Esse é um momento em que as pessoas estão tendo prazer em ouvir música de catálogo, músicas da minha geração. Elas trazem uma memória afetiva, de um tempo que era bom.
Não criamos esse projeto com o objetivo de virar um álbum de carreira, foi um disco feito para trazer alegria para o público. É muito gratificante saber que esse disco pode levar um conforto, uma leveza para quem gosta e se conecta com o meu trabalho.
Como esse período tem lhe afetado?
Eu sou uma pessoa muito caseira, então, estar em casa não me afetou muito. Claro que não me isolava tanto, e sinto falta de estar com os amigos e dos palcos, principalmente, mas o momento exigiu o isolamento e eu aceitei.
É difícil para mim, como tem sido para todo mundo. Acho que aconteceu uma mudança de pensamento com muitas pessoas durante o isolamento, mas não toda a humanidade.
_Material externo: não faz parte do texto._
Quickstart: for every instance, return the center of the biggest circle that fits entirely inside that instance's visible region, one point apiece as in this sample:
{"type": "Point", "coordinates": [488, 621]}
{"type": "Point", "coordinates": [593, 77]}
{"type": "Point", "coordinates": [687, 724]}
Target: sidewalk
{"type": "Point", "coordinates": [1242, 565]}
A gente vê muita aglomeração nas ruas, sem máscara, nem todo mundo se preocupa.
Quais são os seus próximos projetos artísticos? Projetos com a obra de Milton Nascimento e Paulinho da Viola ainda estão em seus planos? Está confirmado um sucessor com vozes femininas para "Nenhuma Dor"?
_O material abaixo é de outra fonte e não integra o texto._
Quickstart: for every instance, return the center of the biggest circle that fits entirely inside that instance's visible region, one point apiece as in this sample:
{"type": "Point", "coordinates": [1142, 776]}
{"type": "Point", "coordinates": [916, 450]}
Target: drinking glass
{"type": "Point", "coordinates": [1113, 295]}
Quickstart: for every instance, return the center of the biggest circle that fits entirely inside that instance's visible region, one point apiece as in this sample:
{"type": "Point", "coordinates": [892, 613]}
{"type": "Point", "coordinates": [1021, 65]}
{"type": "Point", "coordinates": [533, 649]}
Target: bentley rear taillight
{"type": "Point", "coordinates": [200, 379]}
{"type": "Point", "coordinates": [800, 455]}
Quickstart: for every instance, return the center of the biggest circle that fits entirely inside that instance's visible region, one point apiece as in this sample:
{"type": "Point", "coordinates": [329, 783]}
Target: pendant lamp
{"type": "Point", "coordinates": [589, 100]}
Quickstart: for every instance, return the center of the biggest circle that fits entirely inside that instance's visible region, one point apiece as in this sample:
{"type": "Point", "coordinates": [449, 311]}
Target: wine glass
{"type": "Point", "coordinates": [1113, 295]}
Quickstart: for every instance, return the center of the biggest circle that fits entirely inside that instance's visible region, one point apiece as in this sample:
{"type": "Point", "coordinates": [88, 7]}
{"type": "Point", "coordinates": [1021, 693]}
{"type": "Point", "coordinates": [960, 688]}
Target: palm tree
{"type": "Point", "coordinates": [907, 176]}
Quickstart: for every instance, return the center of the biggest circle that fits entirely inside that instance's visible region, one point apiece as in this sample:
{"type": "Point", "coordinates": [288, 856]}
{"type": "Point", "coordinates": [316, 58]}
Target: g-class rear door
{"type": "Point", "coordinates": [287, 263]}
Ainda não pensamos no próximo trabalho. Quero muito levar esse álbum para os palcos, mas quando todos estivermos seguros. Em relação ao disco com vozes femininas, não temos essa ideia. O ponto central do "Nenhuma Dor" são artistas homens que se influenciaram pelo meu trabalho, assim como João Gilberto me influenciou.
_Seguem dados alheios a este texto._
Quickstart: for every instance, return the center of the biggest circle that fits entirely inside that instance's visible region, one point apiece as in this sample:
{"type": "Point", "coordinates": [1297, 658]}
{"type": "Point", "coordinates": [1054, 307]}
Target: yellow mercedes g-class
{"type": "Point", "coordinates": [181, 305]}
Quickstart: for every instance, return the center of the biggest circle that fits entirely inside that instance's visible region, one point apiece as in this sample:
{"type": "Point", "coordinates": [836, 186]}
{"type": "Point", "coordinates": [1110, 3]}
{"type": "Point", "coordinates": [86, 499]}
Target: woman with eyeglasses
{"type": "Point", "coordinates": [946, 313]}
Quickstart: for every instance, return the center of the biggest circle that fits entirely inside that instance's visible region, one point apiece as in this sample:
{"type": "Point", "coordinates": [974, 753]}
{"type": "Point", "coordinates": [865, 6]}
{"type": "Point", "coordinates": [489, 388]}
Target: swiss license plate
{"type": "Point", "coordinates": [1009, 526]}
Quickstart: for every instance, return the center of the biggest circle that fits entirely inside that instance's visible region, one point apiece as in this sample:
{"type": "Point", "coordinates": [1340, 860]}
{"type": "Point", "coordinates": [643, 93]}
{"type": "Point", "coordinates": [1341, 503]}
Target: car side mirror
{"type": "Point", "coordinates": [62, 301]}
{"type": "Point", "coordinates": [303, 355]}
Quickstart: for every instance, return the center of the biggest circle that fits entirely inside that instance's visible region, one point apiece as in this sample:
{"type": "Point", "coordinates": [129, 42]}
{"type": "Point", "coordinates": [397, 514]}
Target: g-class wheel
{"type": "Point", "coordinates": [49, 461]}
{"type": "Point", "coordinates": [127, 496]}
O clássico "Fa-tal - Gal a Todo Vapor" completa 50 anos em 2021. Como você avalia a importância do espetáculo hoje em dia? Quais sentimentos você associa ao período daqueles shows?
Foi importantíssimo. Eu me lembro que era divertido, alegre. Uma fase muito feliz.
Você comentou anteriormente que a turnê nacional de "Fa-tal" foi um período importante de renovação de público e da sua própria carreira. Como você acha que esse trabalho ajudou a remodelar sua carreira à época?
A cada lançamento e trabalho novo, percebo um público novo nos meus shows e ouvindo minhas músicas. Eu sou uma artista que gosta de ousar, de criar novos caminhos e de dar saltos na minha carreira. E tem sido assim nos últimos álbuns que eu lancei. Tudo o que fiz está perfeitamente inserido na minha história como cantora. Tudo o que eu fiz nos últimos discos está coerente com tudo o que eu já fiz. Arriscar me alimenta, sinto prazer em não ser igual em todos os trabalhos.
Você sempre abordou questões políticas em suas músicas e nos seus shows. O que você pensa dessa costura entre arte e política na sua carreira? Você acha que a crítica atribui um peso político excessivo a alguns de seus trabalhos?
Eu sempre me posicionei politicamente nos palcos. Hoje em dia, com esse governo, também acabei me posicionando fora dos palcos. Sou a favor da democracia, da liberdade, da vacina.
O que no atual governo levou você a se posicionar fora dos palcos? Em quais outros momentos da sua carreira você precisou fazer o mesmo?
Eu me posicionei na época da ditadura, no passado, não com um discurso político, militante, mas como uma postura de liberdade num momento em que havia muita injustiça social.
Agora, o risco da aproximação desse tempo sombrio ameaça a democracia.
Então, eu acho que realmente todo mundo tem que se posicionar, pois vivemos em uma democracia e temos que preservá-la.
A primeira live que você realizou, no seu aniversário de 75 anos, em setembro de 2020, pareceu ter alguns problemas técnicos, embora sua performance tenha sido elogiada. Como você avalia aquela apresentação?
Os problemas dessa live foram mais porque havia muitas ideias e pouco tempo para ensaiar, mas independentemente disso eu gostei muito. O importante é fazer a nossa presença, a nossa voz e as músicas que a gente canta, chegarem perto das pessoas. Nesse momento elas estão precisando muito de um alento, um ânimo. Em breve farei outra live, mais simples, com um repertório baseado nas minhas músicas de carreira.